Ramp-Up Time: The ramp-up time from 0 to $P_{max}$ is recommended to be less than 2 s.

These recommendations aim to ensure the effective integration of FCEVs into grid-support operations considering both the network’s requirements and the FCEV response capability.

5. Conclusions

This paper explores an innovative approach to fast frequency control in electric grids utilizing parked FCEVs, specifically heavy vehicles like trucks. These vehicles, equipped with hydrogen storage tanks and fuel cells, can be repurposed as dynamic grid-support assets while parked in designated areas. Through an external cable and inverter system, FCEVs inject power directly into the grid by converting DC from fuel cells into AC comp4atible with grid requirements. This capability addresses sudden power imbalances, providing a rapid and efficient solution for frequency stabilization. The system’s external inverter acts as a central control hub, continuously monitoring real-time grid frequency and directing FCEVs to supply virtual inertia and primary (droop-controlled) power reserves when needed. By harnessing these capabilities, the proposed approach supports thermal generators in stabilizing grid frequency more effectively, enhancing the resilience of low-inertia grids. Specifically, three scenarios were analyzed, each involving different power imbalances and system inertia levels. The results reveal that, without the support of FCEVs, two out of the three scenarios lead to frequency drops approaching 46 Hz—well below the acceptable threshold of 48 Hz. Furthermore, one scenario results in a complete system collapse. In contrast, when FCEVs are utilized as dynamic grid-support assets, the frequency remains above 48 Hz in all scenarios, demonstrating the effectiveness of the proposed concept.

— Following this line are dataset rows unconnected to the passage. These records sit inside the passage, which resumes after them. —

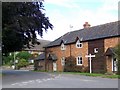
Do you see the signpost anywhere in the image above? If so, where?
[85,54,95,73]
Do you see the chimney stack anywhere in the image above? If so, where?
[83,22,91,28]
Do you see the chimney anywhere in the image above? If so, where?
[83,22,91,28]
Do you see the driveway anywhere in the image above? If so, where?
[2,71,118,88]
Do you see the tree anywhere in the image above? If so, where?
[16,51,32,60]
[2,0,53,54]
[16,59,29,69]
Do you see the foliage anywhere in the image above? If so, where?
[114,44,120,74]
[16,51,32,60]
[16,59,29,69]
[2,0,53,54]
[64,56,88,72]
[2,53,14,65]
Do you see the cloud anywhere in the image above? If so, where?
[38,0,118,40]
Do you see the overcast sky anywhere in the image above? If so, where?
[38,0,119,41]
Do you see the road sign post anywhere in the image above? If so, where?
[85,54,95,73]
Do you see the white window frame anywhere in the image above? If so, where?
[61,43,66,50]
[94,48,98,53]
[76,40,83,48]
[76,56,83,65]
[61,57,65,66]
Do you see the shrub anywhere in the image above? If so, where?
[16,59,29,69]
[64,56,88,72]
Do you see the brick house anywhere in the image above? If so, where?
[39,21,120,72]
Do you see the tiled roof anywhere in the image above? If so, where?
[34,53,45,60]
[46,21,120,47]
[24,39,50,51]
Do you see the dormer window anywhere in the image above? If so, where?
[61,43,66,50]
[76,40,83,48]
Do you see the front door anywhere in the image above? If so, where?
[112,58,118,71]
[53,62,57,71]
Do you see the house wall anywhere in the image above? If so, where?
[46,37,120,73]
[46,42,88,71]
[88,39,106,73]
[104,37,120,72]
[34,60,45,71]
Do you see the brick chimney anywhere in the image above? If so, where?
[83,22,91,28]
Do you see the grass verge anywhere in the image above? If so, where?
[63,72,120,79]
[34,70,120,79]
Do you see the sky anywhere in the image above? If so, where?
[38,0,119,41]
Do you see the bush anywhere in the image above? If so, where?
[115,44,120,75]
[64,56,88,72]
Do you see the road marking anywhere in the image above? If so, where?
[11,83,19,85]
[11,75,60,86]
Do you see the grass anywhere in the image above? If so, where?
[31,70,120,79]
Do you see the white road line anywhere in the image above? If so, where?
[11,83,19,85]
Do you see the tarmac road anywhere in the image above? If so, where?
[2,70,118,88]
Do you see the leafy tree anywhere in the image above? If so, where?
[2,0,53,54]
[16,59,29,69]
[64,56,88,72]
[16,51,32,60]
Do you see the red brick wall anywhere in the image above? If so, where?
[104,37,120,72]
[46,37,120,71]
[47,42,88,71]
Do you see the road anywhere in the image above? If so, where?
[2,70,118,88]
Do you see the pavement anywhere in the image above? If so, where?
[2,70,118,88]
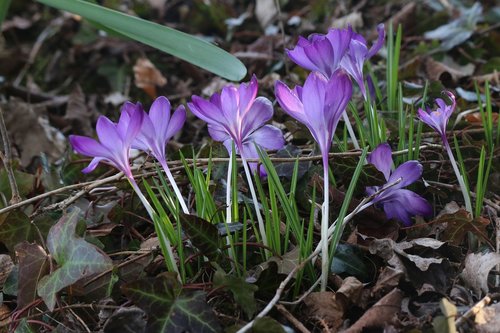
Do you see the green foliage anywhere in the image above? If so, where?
[37,0,246,81]
[38,209,113,310]
[213,267,258,318]
[122,273,220,333]
[180,213,221,260]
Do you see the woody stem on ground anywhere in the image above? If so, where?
[240,154,271,258]
[0,107,21,204]
[443,138,472,213]
[127,177,180,279]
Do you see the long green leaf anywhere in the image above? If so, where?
[37,0,247,81]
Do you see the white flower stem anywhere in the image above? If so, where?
[160,161,189,214]
[318,155,330,291]
[443,139,472,213]
[128,177,181,274]
[240,155,270,257]
[342,111,360,149]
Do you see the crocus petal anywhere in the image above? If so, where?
[82,157,105,173]
[387,161,424,188]
[241,97,273,138]
[366,23,385,59]
[366,143,392,180]
[96,116,123,150]
[238,75,258,117]
[69,135,109,157]
[383,189,432,226]
[247,125,285,150]
[162,105,186,143]
[149,96,171,136]
[274,81,307,124]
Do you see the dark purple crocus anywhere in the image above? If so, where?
[340,24,385,99]
[69,102,144,179]
[366,143,432,226]
[188,76,285,174]
[287,27,353,77]
[417,91,472,212]
[417,91,457,142]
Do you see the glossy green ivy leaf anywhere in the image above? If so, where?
[37,209,113,311]
[122,273,221,333]
[37,0,247,81]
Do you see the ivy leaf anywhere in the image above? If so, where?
[38,209,113,311]
[16,242,49,309]
[213,267,259,318]
[122,273,220,333]
[180,214,221,259]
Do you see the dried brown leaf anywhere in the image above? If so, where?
[460,253,500,296]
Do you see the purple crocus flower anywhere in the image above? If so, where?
[417,91,456,143]
[366,143,432,226]
[69,102,144,179]
[275,71,352,158]
[188,76,285,175]
[122,96,186,167]
[340,24,385,99]
[286,27,353,77]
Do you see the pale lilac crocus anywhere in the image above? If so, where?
[188,76,285,252]
[366,143,432,226]
[417,91,472,212]
[286,27,353,78]
[122,96,189,214]
[275,71,352,290]
[340,24,385,100]
[69,102,178,273]
[188,76,285,173]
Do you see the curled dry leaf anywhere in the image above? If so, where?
[344,289,403,333]
[133,58,167,98]
[460,253,500,296]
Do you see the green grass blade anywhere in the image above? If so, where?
[35,0,247,81]
[0,0,10,27]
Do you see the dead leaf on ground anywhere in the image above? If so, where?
[460,252,500,296]
[304,291,347,331]
[344,289,403,333]
[133,58,167,98]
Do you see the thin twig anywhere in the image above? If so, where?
[455,295,491,326]
[0,107,21,204]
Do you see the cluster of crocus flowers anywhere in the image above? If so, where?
[275,71,352,290]
[188,76,285,252]
[366,143,432,226]
[69,97,188,271]
[417,91,472,212]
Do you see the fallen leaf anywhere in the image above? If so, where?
[344,289,403,333]
[15,242,49,309]
[133,58,167,98]
[460,252,500,296]
[38,209,113,311]
[122,273,220,333]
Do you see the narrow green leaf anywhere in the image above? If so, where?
[37,0,247,81]
[180,213,221,258]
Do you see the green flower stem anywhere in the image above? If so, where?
[443,138,472,213]
[160,161,189,214]
[128,177,180,274]
[342,111,360,149]
[240,155,270,258]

Regarding the economic feasibility of the proposed concept, the daily hydrogen consumption per vehicle is estimated at approximately 0.3 kg, corresponding to a cost of around EUR 1.5 per vehicle. For the examined island with a nominal power of 100 MW (an island the size of Rhode, Greece), the case study indicates that maintaining frequency stability requires a fleet of 100 FCEVs, resulting in a total daily cost of EUR 150. Comparatively, the proposed FCEV-based solution offers a cost advantage, with expenses up to three times lower than those of a grid-scale battery system designed to deliver equivalent frequency response services. Namely, the annual cost of the proposed concept amounts to EUR 54,750, compared to the annualized cost of a grid-scale battery, which was calculated at EUR 157,375.